Ok so this is what my sensei has asked of his students (and students all over UK) to do at the Atemi Nationals competition. I don't think any one of us is this capable. But I know I can try. I accomplished this twice before. Now you guys have to wish me luck for the next time.



Saturday, May 12, 2012

Tranquility by AndreeWallin

One day maybe in this life or the next, I might have a place lie this in a Dagoba (Star Wars) like system. A monastery resembling a Japanese bushido practitioner's sanctum. Built for the soul, mind and heart. In that order. To increase the spirituality, intellect and passion. In that order.

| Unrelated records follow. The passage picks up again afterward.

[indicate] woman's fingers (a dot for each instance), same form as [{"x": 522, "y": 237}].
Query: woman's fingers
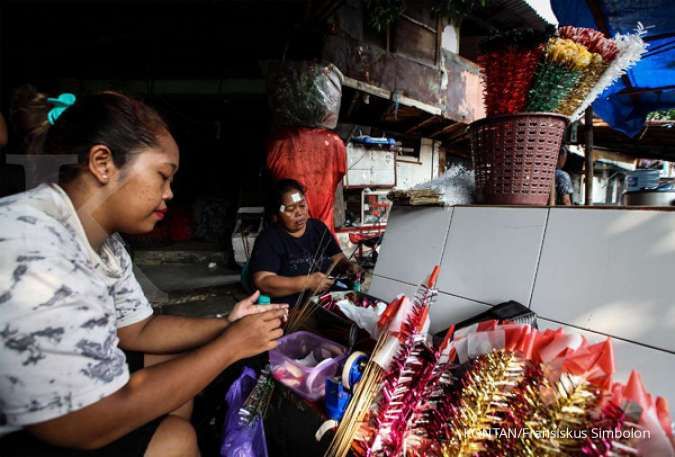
[{"x": 253, "y": 297}]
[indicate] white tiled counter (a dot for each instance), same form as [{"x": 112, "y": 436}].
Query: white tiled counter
[{"x": 599, "y": 271}]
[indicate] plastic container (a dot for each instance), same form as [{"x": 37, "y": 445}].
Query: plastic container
[
  {"x": 303, "y": 361},
  {"x": 515, "y": 156}
]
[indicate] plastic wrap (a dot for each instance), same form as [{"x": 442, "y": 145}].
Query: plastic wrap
[
  {"x": 305, "y": 94},
  {"x": 241, "y": 439},
  {"x": 303, "y": 361}
]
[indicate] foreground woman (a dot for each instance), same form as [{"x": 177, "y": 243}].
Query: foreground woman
[{"x": 70, "y": 301}]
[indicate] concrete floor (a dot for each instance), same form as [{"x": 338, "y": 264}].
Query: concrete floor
[{"x": 179, "y": 281}]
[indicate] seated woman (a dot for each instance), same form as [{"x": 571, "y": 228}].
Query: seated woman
[
  {"x": 294, "y": 254},
  {"x": 71, "y": 302}
]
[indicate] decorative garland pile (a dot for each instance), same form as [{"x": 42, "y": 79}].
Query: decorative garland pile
[
  {"x": 528, "y": 71},
  {"x": 497, "y": 389}
]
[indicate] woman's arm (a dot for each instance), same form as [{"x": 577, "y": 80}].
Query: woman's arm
[
  {"x": 161, "y": 334},
  {"x": 280, "y": 286},
  {"x": 162, "y": 388}
]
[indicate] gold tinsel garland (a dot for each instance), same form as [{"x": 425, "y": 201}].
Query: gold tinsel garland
[
  {"x": 484, "y": 399},
  {"x": 589, "y": 78},
  {"x": 507, "y": 406},
  {"x": 559, "y": 416}
]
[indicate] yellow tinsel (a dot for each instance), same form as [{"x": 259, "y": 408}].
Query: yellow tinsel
[
  {"x": 485, "y": 396},
  {"x": 589, "y": 77},
  {"x": 568, "y": 53}
]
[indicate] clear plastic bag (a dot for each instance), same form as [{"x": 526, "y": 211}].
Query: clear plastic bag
[{"x": 305, "y": 94}]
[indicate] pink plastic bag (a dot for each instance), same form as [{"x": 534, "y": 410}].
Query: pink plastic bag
[{"x": 303, "y": 361}]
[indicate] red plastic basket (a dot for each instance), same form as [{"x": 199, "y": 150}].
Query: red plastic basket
[{"x": 515, "y": 156}]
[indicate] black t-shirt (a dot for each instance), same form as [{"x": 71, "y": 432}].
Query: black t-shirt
[{"x": 278, "y": 252}]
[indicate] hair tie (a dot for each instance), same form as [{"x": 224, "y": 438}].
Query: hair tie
[{"x": 61, "y": 103}]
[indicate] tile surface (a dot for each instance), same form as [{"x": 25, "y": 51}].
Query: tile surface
[
  {"x": 610, "y": 271},
  {"x": 413, "y": 243},
  {"x": 491, "y": 253}
]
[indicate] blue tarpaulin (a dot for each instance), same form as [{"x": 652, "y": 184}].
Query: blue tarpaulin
[{"x": 649, "y": 85}]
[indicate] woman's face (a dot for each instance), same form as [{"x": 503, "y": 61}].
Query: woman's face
[
  {"x": 293, "y": 212},
  {"x": 144, "y": 187}
]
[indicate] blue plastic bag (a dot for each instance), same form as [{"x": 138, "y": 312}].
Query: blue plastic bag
[{"x": 241, "y": 439}]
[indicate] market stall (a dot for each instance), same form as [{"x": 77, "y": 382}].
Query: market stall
[{"x": 494, "y": 330}]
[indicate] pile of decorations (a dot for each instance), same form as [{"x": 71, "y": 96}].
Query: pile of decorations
[
  {"x": 561, "y": 71},
  {"x": 494, "y": 388}
]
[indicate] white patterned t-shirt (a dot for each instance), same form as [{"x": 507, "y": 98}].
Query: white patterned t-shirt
[{"x": 61, "y": 304}]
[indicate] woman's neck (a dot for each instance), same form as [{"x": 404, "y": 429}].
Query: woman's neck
[{"x": 89, "y": 204}]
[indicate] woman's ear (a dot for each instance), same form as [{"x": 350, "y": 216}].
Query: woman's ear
[{"x": 101, "y": 163}]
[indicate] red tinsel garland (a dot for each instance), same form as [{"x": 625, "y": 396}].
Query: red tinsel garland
[{"x": 508, "y": 78}]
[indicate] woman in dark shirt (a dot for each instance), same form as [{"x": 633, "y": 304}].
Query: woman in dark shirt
[{"x": 295, "y": 252}]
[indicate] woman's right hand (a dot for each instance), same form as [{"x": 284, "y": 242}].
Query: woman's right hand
[
  {"x": 255, "y": 333},
  {"x": 319, "y": 282}
]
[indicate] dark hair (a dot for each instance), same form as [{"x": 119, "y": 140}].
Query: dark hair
[
  {"x": 117, "y": 121},
  {"x": 28, "y": 118},
  {"x": 279, "y": 189}
]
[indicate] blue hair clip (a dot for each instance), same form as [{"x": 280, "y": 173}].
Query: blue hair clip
[{"x": 61, "y": 103}]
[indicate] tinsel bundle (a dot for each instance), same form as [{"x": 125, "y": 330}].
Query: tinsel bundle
[
  {"x": 560, "y": 416},
  {"x": 589, "y": 78},
  {"x": 487, "y": 389},
  {"x": 508, "y": 61},
  {"x": 594, "y": 41},
  {"x": 399, "y": 394},
  {"x": 558, "y": 73},
  {"x": 604, "y": 52},
  {"x": 427, "y": 426},
  {"x": 630, "y": 49},
  {"x": 508, "y": 76}
]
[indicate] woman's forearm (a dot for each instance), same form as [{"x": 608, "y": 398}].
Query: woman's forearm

But till then I can come back and look at images like Tranquility by AndreeWallin at deviantart and hope. :D


Some random updates

The following few are going to be a few pictures that I really liked.
Of course they are all thanks to their creators!

The first: Acceleration by genesisa at deviantart.


This shows some really futuristic vehicle in a race. To be honest this type of machinery is possible but its not economically viable at the moment. Which is why we dont see this marvellous design becoming a common object yet!


The second: Amalur - The Gnomes by gorrem at deviantart.

Every single time I look at it, it reminds me of my sibling and I. The sibling as the artist/magician. The engineer/builder would be yours truly! :D


The third: Gotta Hide by BlaCkCentuRies at deviantart.

This one is just to illustrate that even if there were 2 of me and I had all the expertise in the world, my sibling would still kick my ass without breaking a sweat.


The fourth: S8 by THE-LM7 at deviantart.

A picture that sort of fits the dream I had last night. You see I have recently read Delilah Dirk. And was thinking what would happen if instead of guns she had Luffy's hat (One Piece) and Miyamoto Musashi's (the legendary Japanese samurai) two swords. The resulting character would of course kick ass, but this picture also shows she is far too blade happy (read trigger happy with swords and dynamite as favourite weapon of choice of Delilah Dirk) ....


Saturday, April 14, 2012

The Dream Study - Almost

I wish my study would look like this or similar in terms of the number of large books and writing material and funky collections. True I prefer it to be neater so it easier to locate things in emergency situations but all the rest of the components of this study, I wish were also components of my study!



Maybe in the next lifetime ...

I wouldn't mind if someone helped me out to build such a magnificent study for myself and them. Simply because if someone assisted in such a majestic thing then I would be obliged to share willingly.